The Wall Street Journal reported that the technology-heavy Nasdaq Composite Index suffered its worst day in over seven years, dropping approximately 329 points (4.4 percent) to to 7,108.
Similarly the Dow Jones Industrial Average was down more than 600 points (2.4 percent), dropping below 25,000 for the first time since July, and erasing all its gains for 2018.
The S&P 500 also lost all its gains for the year, pulling back 85 points (3 percent) and coming in at 2,656.
According to The Journal, “Worries about global economic growth and corporate earnings have buffeted stocks around the world and commodities this month.

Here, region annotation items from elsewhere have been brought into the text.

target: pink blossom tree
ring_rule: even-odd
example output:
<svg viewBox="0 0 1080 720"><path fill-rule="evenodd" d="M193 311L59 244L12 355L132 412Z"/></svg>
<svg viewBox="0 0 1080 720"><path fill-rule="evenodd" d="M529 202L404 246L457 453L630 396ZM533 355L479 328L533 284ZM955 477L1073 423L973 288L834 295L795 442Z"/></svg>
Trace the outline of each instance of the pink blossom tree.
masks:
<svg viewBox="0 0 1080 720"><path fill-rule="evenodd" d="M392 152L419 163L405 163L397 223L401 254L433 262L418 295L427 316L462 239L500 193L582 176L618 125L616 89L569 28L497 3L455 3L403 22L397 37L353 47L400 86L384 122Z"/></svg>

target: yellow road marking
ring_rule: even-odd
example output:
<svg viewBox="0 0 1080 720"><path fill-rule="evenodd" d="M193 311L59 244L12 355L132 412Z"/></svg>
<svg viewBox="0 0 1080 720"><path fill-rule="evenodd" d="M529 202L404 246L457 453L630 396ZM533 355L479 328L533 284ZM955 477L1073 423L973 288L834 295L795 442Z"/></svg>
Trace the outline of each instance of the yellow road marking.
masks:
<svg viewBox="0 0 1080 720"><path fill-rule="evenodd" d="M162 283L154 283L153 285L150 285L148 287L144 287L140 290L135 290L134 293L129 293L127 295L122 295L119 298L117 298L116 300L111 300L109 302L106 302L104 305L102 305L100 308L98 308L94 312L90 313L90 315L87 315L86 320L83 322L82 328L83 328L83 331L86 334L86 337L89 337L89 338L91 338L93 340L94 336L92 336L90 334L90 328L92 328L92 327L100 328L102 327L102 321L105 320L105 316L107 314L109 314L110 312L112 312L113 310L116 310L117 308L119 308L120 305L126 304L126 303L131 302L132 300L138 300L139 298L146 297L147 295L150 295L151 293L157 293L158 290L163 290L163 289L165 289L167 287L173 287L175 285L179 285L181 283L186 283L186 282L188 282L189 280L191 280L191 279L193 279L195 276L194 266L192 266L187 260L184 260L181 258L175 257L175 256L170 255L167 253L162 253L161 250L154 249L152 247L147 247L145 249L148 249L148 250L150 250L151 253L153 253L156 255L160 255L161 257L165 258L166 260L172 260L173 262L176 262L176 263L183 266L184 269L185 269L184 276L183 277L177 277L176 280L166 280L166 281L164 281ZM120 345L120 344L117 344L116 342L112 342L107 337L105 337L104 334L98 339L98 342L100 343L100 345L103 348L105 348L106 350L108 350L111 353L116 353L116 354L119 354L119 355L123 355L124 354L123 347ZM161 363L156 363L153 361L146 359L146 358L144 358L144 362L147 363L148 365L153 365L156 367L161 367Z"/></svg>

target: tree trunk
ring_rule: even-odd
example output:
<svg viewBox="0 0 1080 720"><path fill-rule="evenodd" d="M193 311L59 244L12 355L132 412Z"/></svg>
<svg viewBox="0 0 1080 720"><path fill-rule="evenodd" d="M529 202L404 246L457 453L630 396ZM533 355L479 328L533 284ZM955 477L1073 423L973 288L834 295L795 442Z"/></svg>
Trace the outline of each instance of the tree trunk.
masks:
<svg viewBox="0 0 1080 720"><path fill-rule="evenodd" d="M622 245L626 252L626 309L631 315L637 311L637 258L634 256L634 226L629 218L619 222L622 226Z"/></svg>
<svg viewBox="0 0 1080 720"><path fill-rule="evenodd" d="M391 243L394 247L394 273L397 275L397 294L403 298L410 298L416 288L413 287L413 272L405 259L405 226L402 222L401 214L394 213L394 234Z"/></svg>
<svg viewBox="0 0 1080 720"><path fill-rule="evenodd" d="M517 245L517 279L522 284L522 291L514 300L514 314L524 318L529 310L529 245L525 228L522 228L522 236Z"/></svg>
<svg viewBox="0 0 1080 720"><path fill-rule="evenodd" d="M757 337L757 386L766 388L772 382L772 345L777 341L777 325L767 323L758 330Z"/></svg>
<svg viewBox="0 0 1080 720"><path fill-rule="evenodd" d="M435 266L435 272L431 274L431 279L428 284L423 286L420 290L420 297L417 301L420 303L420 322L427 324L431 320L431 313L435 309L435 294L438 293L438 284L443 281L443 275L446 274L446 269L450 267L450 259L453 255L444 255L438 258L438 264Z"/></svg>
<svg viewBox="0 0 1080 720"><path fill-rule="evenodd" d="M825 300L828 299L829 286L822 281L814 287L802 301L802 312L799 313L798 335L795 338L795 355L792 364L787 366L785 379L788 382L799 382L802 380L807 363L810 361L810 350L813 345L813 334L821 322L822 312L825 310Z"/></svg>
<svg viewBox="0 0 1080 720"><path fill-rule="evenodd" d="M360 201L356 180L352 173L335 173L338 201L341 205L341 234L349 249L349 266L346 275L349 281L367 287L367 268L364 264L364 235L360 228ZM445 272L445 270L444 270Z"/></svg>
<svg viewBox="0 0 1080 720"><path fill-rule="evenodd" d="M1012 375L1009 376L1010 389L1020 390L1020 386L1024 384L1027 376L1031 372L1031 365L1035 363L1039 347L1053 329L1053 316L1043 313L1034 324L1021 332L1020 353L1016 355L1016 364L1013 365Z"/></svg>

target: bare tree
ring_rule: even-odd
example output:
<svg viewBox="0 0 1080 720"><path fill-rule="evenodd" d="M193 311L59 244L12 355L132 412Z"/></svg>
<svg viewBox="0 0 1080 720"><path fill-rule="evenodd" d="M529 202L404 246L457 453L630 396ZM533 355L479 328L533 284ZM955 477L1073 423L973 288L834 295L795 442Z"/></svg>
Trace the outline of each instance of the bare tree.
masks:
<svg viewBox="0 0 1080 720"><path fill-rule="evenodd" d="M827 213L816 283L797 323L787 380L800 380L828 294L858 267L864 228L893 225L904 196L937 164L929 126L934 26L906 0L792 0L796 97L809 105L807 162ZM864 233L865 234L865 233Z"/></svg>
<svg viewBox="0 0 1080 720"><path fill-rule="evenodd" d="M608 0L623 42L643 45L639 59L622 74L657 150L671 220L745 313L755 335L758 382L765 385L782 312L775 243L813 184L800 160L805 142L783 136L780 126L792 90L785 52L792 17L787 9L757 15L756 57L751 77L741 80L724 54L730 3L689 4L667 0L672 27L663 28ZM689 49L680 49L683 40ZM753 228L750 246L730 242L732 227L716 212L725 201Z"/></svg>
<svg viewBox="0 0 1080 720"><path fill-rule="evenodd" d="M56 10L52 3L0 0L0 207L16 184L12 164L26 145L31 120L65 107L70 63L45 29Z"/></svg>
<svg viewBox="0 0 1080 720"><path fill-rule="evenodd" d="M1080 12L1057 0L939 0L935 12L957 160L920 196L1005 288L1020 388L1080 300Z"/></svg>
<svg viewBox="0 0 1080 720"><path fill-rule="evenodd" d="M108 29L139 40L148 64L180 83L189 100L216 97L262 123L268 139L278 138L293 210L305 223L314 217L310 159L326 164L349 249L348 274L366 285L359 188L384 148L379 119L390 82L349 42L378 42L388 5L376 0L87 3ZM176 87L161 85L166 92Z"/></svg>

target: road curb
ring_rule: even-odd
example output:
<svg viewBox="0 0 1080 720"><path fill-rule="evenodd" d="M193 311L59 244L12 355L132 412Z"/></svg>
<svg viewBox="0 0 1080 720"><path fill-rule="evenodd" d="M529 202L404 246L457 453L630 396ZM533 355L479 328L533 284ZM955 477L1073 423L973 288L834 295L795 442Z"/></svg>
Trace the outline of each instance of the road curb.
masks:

Highflying internet and technology shares have been among the hardest hit.
“Investors have flocked toward the technology sector for years because of its ability to consistently lift sales regardless of global economic growth, but recent trade tensions between the U.S. and China and signs that earnings might be peaking have hurt the market’s leaders.”
Market watchers also pointed to rising interest rates as a drag on the stock market.
Netflix was among the stocks hardest hit, declining 9.4 percent, even after it reported a jump in subscribers last week.
Boeing bucked Wednesday’s selloff, rising 1.3 percent, after it reported strong sales for commercial jets and new defense projects.
“It was kind of a market that was looking for a reason to have some money come out of it,” Tony Dwyer, chief market strategist with the brokerage firm Canaccord Genuity, told The New York Times. “And it found it.”
CNBC reported that stocks have taken a beating in October, which has often been the case in years past.
The Dow is off 7.1 percent for the month, while the S&P 500 is down 8.9 percent, and the Nasdaq tumbled 11.7 percent.
On Tuesday, President Donald Trump targeted Federal Reserve Chairman Jerome Powell, arguing rising interest rates are endangering the booming U.S. economy.
“I’m just saying this: I’m very unhappy with the Fed because Obama had zero interest rates,” Trump told The Journal. “Every time we do something great, he raises the interest rates.”
The Feds have raised the benchmark rate three times this year, most recently in September to approximately 2 percent.
The fundamentals of the U.S. economy remain sound, with GDP growth rate expected in the range of 4 percent for the third quarter and the nation experiencing its lowest unemployment rate since 1969.